Darby returned to Greta and swept his hands lightly across her pretty face. With the tips of his fingers he mapped the warmth of her lightly flushed cheeks, the smoothness of her forehead, the texture of her soft hair. He committed the slightest detail of her to his eternal memory. No matter where in time or the universe he was Darby Armstrong would remember her.

“What if the universe held its memories, all of them? Every instant?”

“It’s not a living thing,” she observed.

“But I think that it is alive, in a way,” he said. “and every instant of its existence is stored in a collective memory. Archaeology. That means moving from present to past is akin to drilling a hole back through that memory.”

Great. Can you do it?”

Darby paused, contemplating the question and his work. “Good question.”

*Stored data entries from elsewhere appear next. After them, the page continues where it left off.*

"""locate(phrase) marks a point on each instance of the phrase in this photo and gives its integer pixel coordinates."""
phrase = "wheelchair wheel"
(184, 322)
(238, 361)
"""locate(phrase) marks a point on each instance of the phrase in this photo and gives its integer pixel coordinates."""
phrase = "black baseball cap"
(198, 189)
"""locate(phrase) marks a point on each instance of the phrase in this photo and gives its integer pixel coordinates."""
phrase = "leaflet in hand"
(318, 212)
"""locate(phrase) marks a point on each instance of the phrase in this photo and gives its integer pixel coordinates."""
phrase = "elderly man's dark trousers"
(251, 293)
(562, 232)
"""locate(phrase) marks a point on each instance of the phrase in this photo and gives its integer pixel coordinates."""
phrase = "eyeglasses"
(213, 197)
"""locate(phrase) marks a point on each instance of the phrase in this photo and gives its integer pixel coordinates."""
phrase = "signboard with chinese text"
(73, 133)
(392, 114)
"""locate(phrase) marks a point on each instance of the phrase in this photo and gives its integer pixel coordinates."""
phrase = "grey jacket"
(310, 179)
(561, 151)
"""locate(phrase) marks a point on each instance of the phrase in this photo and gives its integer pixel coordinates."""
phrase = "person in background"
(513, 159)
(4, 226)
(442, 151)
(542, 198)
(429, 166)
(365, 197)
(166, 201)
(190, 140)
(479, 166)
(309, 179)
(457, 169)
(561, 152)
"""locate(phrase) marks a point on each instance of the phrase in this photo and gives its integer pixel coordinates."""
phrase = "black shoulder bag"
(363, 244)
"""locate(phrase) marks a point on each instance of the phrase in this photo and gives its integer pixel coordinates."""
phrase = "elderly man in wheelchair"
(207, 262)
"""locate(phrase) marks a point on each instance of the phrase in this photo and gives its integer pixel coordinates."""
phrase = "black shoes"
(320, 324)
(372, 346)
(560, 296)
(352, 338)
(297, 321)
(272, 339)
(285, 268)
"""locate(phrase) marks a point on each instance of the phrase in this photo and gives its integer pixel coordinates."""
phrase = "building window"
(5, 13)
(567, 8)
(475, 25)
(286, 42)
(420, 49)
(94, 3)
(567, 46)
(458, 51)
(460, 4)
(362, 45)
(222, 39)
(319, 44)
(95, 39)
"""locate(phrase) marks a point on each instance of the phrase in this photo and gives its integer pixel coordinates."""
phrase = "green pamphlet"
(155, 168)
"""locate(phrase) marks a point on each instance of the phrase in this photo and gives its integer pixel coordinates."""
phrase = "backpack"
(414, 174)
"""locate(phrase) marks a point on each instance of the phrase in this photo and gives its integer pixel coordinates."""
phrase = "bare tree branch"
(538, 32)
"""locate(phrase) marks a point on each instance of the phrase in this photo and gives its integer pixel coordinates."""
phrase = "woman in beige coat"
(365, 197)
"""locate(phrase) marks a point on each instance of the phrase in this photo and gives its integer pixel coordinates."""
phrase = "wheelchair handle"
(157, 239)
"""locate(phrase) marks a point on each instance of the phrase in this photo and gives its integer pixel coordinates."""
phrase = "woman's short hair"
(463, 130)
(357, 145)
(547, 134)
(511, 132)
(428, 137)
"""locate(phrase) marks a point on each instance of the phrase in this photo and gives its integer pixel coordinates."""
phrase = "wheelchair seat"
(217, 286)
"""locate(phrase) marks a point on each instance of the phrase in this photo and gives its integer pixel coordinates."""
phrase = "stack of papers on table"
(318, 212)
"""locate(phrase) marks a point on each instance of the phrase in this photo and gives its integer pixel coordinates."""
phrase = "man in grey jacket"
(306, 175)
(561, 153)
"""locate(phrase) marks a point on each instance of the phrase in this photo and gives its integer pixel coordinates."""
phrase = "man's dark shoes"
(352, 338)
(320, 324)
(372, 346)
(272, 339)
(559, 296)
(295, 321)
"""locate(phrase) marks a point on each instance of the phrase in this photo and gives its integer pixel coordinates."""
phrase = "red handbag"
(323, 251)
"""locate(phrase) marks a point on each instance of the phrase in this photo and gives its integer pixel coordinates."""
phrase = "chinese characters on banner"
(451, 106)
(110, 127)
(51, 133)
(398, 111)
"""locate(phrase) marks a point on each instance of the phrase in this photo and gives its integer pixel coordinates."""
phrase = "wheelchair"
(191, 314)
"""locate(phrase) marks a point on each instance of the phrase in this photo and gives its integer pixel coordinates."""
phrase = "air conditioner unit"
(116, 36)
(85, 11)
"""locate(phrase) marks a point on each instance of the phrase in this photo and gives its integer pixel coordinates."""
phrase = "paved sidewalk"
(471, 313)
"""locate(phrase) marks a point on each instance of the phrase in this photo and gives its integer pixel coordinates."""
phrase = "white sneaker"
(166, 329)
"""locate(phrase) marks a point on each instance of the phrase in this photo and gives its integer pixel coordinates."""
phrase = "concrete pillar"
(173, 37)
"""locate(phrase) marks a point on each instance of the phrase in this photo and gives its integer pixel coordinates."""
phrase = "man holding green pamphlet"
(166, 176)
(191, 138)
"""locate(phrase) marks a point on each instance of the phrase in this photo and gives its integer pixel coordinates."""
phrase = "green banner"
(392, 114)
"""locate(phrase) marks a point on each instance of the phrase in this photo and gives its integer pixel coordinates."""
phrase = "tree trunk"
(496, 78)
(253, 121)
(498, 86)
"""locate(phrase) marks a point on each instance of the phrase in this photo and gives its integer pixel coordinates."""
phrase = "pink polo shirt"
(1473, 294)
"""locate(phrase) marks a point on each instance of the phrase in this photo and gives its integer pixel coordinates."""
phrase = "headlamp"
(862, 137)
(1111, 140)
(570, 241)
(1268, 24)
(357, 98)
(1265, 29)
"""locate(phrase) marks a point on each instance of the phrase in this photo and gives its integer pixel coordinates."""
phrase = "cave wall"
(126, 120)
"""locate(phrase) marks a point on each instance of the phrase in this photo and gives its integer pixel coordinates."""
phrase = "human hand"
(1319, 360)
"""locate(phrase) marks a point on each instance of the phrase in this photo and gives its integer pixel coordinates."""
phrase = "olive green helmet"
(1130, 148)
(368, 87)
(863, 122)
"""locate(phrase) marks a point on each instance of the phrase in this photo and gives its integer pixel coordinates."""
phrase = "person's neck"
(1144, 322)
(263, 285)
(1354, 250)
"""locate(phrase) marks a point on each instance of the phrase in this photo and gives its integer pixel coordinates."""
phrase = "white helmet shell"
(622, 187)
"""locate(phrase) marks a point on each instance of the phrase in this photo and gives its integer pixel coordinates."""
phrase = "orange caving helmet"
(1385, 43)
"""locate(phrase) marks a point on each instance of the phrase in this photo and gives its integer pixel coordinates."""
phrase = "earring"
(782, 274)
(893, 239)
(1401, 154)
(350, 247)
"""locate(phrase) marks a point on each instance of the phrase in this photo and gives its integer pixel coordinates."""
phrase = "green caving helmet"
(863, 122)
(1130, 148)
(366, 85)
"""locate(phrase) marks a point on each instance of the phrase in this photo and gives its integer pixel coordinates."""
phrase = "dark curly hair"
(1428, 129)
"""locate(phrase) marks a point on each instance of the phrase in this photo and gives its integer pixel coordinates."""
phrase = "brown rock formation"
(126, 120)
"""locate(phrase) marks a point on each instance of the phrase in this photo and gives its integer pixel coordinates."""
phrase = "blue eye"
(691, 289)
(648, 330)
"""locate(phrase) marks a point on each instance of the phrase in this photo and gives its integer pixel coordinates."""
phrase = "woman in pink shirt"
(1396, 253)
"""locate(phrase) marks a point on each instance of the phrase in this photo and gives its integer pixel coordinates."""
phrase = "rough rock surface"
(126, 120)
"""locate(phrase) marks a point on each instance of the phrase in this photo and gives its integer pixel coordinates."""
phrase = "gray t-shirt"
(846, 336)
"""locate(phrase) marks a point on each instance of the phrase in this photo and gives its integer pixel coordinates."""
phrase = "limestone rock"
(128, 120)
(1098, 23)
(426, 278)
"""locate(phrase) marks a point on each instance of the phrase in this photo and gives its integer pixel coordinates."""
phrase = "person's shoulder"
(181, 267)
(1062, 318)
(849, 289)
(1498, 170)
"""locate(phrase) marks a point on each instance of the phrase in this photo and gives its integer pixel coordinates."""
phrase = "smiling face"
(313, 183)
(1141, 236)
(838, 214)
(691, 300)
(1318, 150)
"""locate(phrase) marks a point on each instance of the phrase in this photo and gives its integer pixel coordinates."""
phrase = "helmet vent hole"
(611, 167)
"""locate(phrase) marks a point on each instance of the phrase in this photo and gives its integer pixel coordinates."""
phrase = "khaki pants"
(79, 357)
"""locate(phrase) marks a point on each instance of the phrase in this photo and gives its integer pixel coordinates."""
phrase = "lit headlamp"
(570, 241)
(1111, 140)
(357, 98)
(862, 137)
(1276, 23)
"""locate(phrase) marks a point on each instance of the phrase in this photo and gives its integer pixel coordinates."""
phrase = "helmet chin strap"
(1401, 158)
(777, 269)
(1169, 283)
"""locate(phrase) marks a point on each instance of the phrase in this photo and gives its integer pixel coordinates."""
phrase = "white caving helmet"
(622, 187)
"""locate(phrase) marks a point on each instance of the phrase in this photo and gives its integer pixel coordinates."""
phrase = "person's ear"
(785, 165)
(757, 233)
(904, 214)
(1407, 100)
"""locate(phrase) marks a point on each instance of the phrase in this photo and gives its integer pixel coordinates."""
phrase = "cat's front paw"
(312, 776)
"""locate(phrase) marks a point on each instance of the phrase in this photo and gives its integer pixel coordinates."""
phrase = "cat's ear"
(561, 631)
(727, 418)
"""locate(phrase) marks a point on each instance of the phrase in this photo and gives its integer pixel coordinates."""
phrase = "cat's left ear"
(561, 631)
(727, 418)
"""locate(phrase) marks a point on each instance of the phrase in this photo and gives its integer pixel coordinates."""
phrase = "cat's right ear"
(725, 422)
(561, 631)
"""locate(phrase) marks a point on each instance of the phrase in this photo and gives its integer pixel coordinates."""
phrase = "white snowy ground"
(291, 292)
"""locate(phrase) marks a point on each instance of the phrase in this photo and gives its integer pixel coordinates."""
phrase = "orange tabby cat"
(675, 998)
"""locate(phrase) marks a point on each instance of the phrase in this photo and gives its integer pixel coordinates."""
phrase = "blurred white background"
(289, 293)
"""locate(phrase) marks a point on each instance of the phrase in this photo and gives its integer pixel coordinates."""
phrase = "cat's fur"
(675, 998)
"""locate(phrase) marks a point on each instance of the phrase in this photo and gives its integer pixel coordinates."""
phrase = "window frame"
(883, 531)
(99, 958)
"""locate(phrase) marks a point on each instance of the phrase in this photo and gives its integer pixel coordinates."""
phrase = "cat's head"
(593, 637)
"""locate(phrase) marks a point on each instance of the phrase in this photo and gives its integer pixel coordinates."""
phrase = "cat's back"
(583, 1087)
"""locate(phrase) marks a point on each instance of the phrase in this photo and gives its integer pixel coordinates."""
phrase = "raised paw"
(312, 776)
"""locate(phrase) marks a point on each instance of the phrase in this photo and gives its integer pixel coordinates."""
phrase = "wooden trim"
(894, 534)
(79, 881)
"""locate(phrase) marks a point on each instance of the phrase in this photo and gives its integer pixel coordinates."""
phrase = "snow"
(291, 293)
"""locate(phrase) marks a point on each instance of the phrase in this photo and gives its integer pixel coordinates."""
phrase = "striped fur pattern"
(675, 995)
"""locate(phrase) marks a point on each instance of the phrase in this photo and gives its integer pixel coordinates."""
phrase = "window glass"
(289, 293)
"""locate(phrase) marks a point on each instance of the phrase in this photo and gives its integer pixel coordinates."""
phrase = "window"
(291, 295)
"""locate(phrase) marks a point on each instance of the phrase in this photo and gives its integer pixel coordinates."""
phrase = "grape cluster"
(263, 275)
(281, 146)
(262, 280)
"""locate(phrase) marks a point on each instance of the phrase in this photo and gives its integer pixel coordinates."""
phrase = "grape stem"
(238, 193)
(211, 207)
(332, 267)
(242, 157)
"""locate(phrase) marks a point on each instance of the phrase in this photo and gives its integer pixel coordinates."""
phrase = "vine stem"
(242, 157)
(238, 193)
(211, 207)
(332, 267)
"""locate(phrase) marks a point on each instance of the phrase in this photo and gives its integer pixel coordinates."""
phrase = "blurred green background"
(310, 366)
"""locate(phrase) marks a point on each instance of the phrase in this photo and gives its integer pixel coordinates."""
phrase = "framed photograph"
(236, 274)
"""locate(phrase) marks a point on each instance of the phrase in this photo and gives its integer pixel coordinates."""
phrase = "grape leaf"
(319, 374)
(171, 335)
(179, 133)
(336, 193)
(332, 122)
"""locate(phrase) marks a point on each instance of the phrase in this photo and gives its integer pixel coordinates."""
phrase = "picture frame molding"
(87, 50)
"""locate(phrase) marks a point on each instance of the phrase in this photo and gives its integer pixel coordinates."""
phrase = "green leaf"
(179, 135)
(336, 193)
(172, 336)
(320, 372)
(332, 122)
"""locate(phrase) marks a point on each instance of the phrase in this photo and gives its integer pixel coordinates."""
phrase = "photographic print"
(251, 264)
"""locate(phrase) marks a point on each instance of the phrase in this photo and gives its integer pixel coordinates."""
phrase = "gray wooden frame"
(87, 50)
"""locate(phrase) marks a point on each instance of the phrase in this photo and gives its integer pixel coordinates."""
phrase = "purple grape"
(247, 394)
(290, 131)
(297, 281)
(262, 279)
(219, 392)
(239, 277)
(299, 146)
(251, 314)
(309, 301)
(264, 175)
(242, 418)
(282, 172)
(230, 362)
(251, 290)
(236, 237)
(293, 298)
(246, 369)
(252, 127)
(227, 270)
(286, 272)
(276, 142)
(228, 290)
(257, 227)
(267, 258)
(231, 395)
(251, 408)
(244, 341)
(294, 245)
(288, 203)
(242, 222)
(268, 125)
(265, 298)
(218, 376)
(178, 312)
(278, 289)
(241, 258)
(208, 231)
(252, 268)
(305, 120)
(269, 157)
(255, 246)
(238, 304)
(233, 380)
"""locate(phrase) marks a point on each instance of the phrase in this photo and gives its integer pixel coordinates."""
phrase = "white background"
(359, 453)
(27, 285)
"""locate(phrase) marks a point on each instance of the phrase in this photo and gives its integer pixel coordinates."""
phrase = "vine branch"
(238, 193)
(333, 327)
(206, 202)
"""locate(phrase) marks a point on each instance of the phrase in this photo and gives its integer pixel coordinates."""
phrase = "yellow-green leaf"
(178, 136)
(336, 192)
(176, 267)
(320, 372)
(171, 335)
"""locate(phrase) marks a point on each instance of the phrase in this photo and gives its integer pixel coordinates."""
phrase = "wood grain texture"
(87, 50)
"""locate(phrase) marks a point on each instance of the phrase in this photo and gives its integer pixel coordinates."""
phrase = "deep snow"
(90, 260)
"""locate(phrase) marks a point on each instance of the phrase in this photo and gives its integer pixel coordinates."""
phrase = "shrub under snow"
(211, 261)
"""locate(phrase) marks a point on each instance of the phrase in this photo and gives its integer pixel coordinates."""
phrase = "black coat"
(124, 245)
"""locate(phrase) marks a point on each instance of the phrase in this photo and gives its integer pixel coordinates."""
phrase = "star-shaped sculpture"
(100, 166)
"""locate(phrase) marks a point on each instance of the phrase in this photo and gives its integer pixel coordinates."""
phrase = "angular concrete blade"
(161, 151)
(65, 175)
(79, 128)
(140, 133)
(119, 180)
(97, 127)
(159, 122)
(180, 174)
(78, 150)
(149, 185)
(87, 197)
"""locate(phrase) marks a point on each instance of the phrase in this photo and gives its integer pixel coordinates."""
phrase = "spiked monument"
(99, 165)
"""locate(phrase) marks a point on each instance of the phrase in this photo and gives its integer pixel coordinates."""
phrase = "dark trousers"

Darby returned to the wall, lamenting that he couldn’t take a photograph of his work. It would certainly be something that he would wish to revisit.  As he beheld the work there was something about it. It was almost spiritual, in the way that it affected him. It bespoke some eternal truth, as if he was looking at the very face of creation itself; something of such unfathomable beauty, like an overpowering symphony or a poem that swept away his breath and evoked such an upwelling of emotion that Darby almost believed his heart might burst. He went back to work, hardly noticing as Greta drifted off for a nap and then left the room some time later.

When at last he paused once more the waning light of a setting sun poured a persimmon light into the room, setting everything aglow. Darby guessed he’d been at this for the better part of a day, as time passed with hardly a notice. Taking a step back he set what remained of the graphite on the vanity and took a deep and cleansing breath. Still, something was missing. The medium, the means and the vehicle eluded him. Darby rubbed the tension from his neck and thought a break might clear his head enough.

He found Greta downstairs in the kitchen. The house was filled with the warmth of baked bread. The salty-sweetness of caramelizing onions and of bacon. She was just pulling out a fresh Flammkuchen from the oven, setting it on a cutting board on the table to cool.

“What is that amazing smell?” Darby exclaimed.

“Something my mother use to make each autumn with a bit of father’s Apple Wine. Come and have something to eat.”

Greta cut a large portion for Darby and placed it on a plate before him. Her turned the plate around studying the dish for a moment.

“I found a bit of Crème Fraiche in the icebox,” she said, waiting with baited breath as he took his first bite.

“God, it’s delicious!” he beamed.

“More importantly,” she flirted, touching his hand across the table, “we get to spend a night in a real bed.”

It took a moment for him to understand just what she was saying, Dropping the food on to the plate he stood and pulled her from the kitchen as she laughed with delighted relief. “Thanks to god, I was afraid I would have to explain that to you!”